Dans le jeu du dictateur, il y a deux joueurs. L’un d’eux, « le dictateur », reçoit une somme d’argent et doit décider combien en garder et combien en donner à l’autre joueur. (Il peut ne rien donner s’il le souhaite). Dans ce jeu incroyablement simple, la stratégie optimale consiste à garder tout l’argent. Cependant, les études montrent généralement qu’une proportion importante des « dictateurs » transfèrent une partie de l’argent à l’autre joueur.
Dans le jeu des biens publics, il y a plusieurs joueurs. Chaque joueur reçoit une somme d’argent et doit décider combien en garder et combien en verser dans un pot commun. Tout l’argent versé dans le pot est augmenté, par exemple de 20 %, puis redistribué également entre les joueurs. Dans ce jeu légèrement plus complexe, la stratégie optimale consiste, là encore, à garder tout l’argent (même si tout le monde y gagnerait à contribuer). Cependant, les études montrent généralement qu’une proportion importante des joueurs contribue à la cagnotte.
Le fait que de nombreux joueurs choisissent de transférer de l’argent dans le jeu du dictateur ou de contribuer financièrement au jeu des biens publics a été interprété comme une preuve que nous avons en réalité des « préférences sociales », c’est-à-dire que nous nous soucions du bien-être d’autres personnes choisies au hasard et du respect des normes prosociales.
Il est évident que nous nous soucions un peu de ces choses. Mais à quand remonte la dernière fois où vous vous êtes approché d’une personne au hasard pour lui donner de l’argent de votre portefeuille ? La question est de savoir si ces jeux économiques peuvent nous en apprendre beaucoup sur le monde réel. Ont-ils vraiment des implications importantes sur la façon dont nous gouvernons la société ?
Plusieurs études suggèrent que non. Dans un article récent, Lina Koppel et ses collègues ont demandé à des participants de jouer au jeu du dictateur, au jeu des biens publics et à d’autres jeux économiques. Ils leur ont ensuite posé des « questions de compréhension » pour vérifier s’ils avaient vraiment compris les jeux. Il est remarquable de constater qu’un pourcentage important de participants ont répondu incorrectement à ces questions : près de 25 % dans le cas du jeu du dictateur et plus de 50 % dans le cas du jeu des biens publics. De plus, les participants qui ont mal compris les jeux étaient plus enclins à jouer de manière altruiste.

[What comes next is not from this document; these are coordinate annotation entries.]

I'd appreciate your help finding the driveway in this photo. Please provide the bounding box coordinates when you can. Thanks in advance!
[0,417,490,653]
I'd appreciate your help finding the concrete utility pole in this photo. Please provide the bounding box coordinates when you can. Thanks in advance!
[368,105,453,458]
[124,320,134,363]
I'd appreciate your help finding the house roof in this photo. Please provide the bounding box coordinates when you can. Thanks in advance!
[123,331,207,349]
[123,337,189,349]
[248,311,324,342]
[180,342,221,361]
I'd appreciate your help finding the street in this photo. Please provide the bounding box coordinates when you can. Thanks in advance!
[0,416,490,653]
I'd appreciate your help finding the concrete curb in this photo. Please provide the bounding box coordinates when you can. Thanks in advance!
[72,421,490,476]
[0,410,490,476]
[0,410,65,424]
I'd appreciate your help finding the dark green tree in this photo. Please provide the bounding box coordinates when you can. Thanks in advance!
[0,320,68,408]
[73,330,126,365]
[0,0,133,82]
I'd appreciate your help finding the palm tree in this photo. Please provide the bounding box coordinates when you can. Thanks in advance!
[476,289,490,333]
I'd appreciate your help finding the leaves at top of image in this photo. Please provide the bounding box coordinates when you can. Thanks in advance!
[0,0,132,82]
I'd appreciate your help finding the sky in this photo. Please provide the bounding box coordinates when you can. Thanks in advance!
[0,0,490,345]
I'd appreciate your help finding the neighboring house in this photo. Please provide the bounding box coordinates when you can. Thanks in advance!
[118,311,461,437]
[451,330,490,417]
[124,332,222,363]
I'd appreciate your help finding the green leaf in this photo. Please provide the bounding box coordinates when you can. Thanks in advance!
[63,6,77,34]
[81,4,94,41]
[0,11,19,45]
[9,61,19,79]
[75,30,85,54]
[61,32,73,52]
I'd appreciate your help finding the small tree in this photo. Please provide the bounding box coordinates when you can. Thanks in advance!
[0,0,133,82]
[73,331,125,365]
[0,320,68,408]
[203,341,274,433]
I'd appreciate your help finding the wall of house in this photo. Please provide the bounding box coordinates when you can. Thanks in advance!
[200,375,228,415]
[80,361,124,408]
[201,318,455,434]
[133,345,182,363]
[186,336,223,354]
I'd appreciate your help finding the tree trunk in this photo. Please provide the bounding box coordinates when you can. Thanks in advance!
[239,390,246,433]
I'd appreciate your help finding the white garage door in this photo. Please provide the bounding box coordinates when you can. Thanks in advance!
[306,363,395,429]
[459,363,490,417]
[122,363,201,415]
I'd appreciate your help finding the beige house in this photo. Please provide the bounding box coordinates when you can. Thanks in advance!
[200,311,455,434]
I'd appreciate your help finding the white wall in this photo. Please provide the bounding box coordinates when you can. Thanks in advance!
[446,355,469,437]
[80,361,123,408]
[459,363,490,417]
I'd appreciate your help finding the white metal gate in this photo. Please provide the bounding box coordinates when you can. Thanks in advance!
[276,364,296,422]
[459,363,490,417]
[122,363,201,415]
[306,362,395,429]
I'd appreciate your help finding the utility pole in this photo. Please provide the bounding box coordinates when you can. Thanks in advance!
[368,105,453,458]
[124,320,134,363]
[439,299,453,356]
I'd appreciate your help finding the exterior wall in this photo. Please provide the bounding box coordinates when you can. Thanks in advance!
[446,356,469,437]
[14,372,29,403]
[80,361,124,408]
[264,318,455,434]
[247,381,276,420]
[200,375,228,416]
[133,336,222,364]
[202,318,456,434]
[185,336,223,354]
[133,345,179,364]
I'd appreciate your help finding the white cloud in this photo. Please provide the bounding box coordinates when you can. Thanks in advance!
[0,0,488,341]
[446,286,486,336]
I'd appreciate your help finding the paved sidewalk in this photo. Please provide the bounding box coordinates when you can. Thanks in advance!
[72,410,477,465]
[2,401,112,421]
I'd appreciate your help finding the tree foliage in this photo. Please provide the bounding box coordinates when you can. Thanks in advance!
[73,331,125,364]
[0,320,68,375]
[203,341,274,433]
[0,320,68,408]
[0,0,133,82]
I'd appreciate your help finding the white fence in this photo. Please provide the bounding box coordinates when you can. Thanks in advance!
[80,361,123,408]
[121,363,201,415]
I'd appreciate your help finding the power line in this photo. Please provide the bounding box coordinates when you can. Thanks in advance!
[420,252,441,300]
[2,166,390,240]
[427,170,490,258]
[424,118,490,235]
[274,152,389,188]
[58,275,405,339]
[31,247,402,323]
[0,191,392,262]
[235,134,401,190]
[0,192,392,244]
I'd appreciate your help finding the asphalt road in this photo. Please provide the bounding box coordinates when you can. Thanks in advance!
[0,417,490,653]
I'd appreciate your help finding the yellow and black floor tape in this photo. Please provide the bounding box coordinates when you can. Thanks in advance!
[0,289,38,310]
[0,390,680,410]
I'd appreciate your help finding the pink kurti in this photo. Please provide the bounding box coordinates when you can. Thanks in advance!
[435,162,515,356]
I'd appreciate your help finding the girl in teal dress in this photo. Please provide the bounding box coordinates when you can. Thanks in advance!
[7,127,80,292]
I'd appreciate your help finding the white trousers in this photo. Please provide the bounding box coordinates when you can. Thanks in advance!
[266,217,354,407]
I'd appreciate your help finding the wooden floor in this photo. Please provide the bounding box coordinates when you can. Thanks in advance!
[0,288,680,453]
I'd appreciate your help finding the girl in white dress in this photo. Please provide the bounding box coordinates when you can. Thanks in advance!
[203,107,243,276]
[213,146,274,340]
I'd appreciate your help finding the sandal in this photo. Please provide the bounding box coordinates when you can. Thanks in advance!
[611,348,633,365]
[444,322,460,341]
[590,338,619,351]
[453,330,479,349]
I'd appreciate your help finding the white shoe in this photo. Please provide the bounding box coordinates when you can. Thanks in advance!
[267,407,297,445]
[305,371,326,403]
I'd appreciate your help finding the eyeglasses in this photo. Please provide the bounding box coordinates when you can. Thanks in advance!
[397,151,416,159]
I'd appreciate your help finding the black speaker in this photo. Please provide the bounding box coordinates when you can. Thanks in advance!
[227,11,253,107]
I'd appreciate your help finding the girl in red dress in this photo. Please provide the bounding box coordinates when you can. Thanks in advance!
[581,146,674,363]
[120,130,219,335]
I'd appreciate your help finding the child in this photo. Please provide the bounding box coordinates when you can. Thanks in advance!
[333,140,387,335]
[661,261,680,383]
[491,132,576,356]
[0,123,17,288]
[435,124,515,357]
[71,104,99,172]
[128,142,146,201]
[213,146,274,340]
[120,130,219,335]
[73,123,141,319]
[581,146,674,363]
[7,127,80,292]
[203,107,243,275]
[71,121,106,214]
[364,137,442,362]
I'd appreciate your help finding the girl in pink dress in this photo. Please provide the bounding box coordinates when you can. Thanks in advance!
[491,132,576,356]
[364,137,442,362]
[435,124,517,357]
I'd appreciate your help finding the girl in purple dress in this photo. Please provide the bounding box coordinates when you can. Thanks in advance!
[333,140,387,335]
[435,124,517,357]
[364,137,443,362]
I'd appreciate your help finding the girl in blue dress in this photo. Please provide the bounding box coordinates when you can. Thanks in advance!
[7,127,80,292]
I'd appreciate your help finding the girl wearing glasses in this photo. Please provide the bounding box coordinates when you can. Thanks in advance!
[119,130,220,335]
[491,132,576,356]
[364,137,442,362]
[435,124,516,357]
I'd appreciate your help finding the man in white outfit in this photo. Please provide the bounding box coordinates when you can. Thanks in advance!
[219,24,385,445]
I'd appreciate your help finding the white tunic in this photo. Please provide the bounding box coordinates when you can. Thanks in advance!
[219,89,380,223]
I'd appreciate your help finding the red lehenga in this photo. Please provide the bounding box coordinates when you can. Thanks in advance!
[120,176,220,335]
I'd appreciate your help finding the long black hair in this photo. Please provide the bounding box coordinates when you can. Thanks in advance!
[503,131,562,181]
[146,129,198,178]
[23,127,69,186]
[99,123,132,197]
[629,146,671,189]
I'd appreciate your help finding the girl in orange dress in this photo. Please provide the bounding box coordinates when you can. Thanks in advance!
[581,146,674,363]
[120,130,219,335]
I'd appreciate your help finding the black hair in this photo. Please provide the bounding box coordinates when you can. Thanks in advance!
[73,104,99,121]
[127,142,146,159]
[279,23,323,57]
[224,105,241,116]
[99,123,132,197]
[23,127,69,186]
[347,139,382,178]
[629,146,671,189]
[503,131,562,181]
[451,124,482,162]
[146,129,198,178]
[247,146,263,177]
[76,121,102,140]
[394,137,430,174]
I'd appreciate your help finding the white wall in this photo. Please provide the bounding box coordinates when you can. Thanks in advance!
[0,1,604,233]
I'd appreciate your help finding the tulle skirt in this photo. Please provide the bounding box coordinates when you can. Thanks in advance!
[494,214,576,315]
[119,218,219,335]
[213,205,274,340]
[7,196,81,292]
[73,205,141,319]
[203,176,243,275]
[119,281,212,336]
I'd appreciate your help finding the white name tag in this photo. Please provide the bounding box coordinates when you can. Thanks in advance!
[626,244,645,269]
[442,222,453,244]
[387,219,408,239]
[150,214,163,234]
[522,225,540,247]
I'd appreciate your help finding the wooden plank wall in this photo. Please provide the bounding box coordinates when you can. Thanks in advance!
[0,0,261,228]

Ce résultat est conforme à des études antérieures, qui ont montré que les participants jouent de manière altruiste même lorsqu’on leur dit explicitement que les autres joueurs sont des ordinateurs, et qu’ils se comportent de manière plus égoïste lorsqu’on leur donne plus d’informations.
Donc oui, les êtres humains ont des motivations égoïstes et altruistes, mais nous le savions bien avant l’apparition de l’économie. Et nous ne devrions pas tirer de conclusions hâtives à partir de jeux économiques que beaucoup de gens ne comprennent pas.